Illustration: Patossa

Barcelona’s municipal government is working on various ways to provide citizens with greater access to information on public affairs as the basis for boosting public involvement in their management. The establishment of the Office for Transparency and Good Practices, the Ethical mailbox and the Transparency web portal are some of the actions that have been taken for that purpose.

A code of conduct is also being drafted for elected officials and high-level municipal staff. In addition, work has been underway since the summer to amend the regulatory standards governing civic involvement in public affairs. The regulations being brought into effect go beyond what is required by the law on transparency, access to public information and good governance, which was passed by the Catalan Parliament in 2014.

In December 2014, the Catalan Parliament ratified Law 19/2014 on Transparency, Access to Public Information and Good Governance with CiU, ERC, PSC and PP all voting in favour. Iniciativa and Ciutadans abstained and CUP voted against. In June 2015, during her inaugural address, Barcelona’s Mayor Ada Colau spoke of a City Council in which “people feel that they have an important role” and she urged residents to get involved in designing and assessing public policies and making them more transparent: “We want a new City Council with glass walls, because if the public does not have information, democracy is not possible”, she added. The Law on transparency only came into force in Catalan town councils a year ago, in January 2016.

But the council’s intention of giving the public access to data that is of public interest goes back to 2010, when former Mayor Jordi Hereu’s team put forward the proposal for what would later become the council’s open data service. Since then, the internet portal that provides the open data service has gathered 330 datasets, according to Chief Technology and Digital Innovation Officer of the City Council, Francesca Bria.

Although the volume of data is starting to become quite significant, the Association of Archivists of Catalonia is calling for more coordination when it comes to establishing a shared methodology for classifying, integrating and standardising documentation, as archivists have been carrying out this task for some time and have found that the resources and information available on the City Council website and in the municipal archive are sometimes duplicated.

In addition, the format of the data has to be reusable. In other words, it has to be in the form of spreadsheets and not PDF documents, to allow analysis and comparison with other data and to be more representative, says Karma Peiró, a journalist specialising in information technology: “We want the original archives, not the Administration’s interpretation of them”, she points out.

Photo: Barcelona City Council

Inauguration of the Office for Transparency and Good Practices, November 2015. From left to right, director Joan Llinares, deputy mayor Jaume Asens and two members of the Office’s advisory board: Simona Levi, from Xnet, and journalist David Fernàndez, former member of the Popular Unity Candidacy party (CUP), who headed up the parliamentary commission of inquiry into alleged wrongdoing by former Catalan President, Jordi Pujol (known as the Caso Pujol).
Photo: Barcelona City Council

Office for Transparency and Good Practice

In November 2015, the city council launched the Office for Transparency and Good Practice (OTBP), which, through its digital tool, the transparency web portal, is to be the first guarantee of this government with glass walls that Colau announced in her inauguration speech.

The office reports to the Department of Public Rights, Participation and Transparency, which is led by Jaume Asens: “Transparency makes us weaker as a government, because the opposition knows where we are at all times, who we’re meeting, what we’re doing; and this information is very valuable to them because they can use it to get ahead of the game.

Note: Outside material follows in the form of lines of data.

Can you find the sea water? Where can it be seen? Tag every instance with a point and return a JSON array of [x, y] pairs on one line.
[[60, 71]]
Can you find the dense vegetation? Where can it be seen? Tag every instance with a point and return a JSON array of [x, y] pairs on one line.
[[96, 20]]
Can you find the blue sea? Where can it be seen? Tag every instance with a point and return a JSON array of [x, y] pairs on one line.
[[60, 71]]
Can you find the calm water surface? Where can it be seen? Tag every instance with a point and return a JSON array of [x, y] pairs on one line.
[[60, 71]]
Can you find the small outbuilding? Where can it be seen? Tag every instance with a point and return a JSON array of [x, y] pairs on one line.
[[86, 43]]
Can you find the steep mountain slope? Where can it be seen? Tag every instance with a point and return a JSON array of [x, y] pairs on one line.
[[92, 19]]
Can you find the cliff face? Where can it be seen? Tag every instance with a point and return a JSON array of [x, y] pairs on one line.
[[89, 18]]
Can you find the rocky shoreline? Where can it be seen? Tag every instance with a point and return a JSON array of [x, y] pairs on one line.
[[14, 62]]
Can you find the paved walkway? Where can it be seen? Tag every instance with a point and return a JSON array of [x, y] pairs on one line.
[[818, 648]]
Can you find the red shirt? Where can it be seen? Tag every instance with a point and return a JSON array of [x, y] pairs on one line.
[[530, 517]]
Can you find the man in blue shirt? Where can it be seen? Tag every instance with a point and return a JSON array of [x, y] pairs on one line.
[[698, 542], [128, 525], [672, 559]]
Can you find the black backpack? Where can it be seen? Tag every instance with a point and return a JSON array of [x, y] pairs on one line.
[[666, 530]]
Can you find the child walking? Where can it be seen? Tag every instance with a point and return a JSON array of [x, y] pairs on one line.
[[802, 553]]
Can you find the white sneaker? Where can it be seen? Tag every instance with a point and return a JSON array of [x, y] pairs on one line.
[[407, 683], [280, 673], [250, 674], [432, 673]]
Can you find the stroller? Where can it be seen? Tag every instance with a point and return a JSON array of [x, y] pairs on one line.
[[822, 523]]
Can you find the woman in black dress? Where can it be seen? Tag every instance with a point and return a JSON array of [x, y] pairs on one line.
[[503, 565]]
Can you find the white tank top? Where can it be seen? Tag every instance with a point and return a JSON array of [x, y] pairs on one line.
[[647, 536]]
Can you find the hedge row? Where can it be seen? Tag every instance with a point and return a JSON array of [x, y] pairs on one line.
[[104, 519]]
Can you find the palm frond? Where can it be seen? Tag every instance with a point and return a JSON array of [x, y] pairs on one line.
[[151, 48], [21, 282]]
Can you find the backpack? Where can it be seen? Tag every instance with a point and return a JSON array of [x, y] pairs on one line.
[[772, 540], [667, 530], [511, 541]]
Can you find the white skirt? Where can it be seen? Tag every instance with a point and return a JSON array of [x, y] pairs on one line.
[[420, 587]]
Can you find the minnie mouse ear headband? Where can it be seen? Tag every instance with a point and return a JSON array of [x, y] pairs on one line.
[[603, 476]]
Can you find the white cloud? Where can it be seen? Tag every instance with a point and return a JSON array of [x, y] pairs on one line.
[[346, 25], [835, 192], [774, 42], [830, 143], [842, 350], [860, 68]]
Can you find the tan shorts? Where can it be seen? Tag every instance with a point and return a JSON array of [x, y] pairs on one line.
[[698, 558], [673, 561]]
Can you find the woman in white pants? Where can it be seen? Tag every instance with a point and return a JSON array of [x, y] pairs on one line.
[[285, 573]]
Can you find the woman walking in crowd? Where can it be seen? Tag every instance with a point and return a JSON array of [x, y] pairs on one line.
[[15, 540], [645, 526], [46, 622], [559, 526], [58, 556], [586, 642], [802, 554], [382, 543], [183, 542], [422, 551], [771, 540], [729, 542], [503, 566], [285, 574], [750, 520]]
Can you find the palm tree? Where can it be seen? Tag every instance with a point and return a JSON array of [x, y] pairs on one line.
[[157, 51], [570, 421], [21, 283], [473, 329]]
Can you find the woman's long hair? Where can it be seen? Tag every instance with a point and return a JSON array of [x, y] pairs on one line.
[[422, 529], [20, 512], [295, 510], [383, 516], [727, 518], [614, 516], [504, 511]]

But at the same time, it makes us stronger”, says Asens.

The person at the helm of the OTBP is Joan Llinares, Manager of Council Resources. As someone with no small experience in corruption scandals, Llinares was the person who took over the management of the Palau de la Música after Fèlix Millet was found to have defrauded the institution: “The role of the Office, together with the council’s legal services, is to develop the regulations that will be rolled out to guarantee the principles of transparency and good practice”, he says.

These regulations, which go beyond the requirements of Law 19/2014, according to Llinares, provide for the creation of an Advisory Committee on Transparency to support and audit the Office. The committee is made up of twelve people, most of them from community groups and civil society, who receive zero remuneration for their work. The list includes people like Itziar Gonzàlez, David Fernàndez, Josep Ramoneda, Francesc Torralba, Miguel Ángel Mayo of Geshta (the Trade Union for Inland Revenue Staff), and Simona Levi.

In fact, the group of which the digital activist Simona Levi is a member – XNET, which acted as the public complainant in the Bankia trial and is behind the 15MpaRato Citizens Against Corruption initiative – has been charged with implementing the ethical mailbox service.

The ethical mailbox is an open mechanism that allows members of the public to denounce any illegal behaviour by governments or any other official organisation, with guaranteed anonymity and protection, thanks to the free TOR encryption software: “It’s been a technological task and it involved changing the technical protocol of the City Council’s entire I.T architecture, but we’ve also had to generate understanding of this new way of doing things, which is more of a cultural change”, says Simona Levi. Other traceability protocols have been incorporated that allow complainants to track the progress of their complaint, thus ensuring feedback from the authorities, and allowing people also to complain if they feel their case is not being properly handled: “We are trying to get people to take control of their own complaint, to take ownership of it”, explains Levi. “There have to be ways of preventing participation from being a painful process. Public vigilance must not take over your life.”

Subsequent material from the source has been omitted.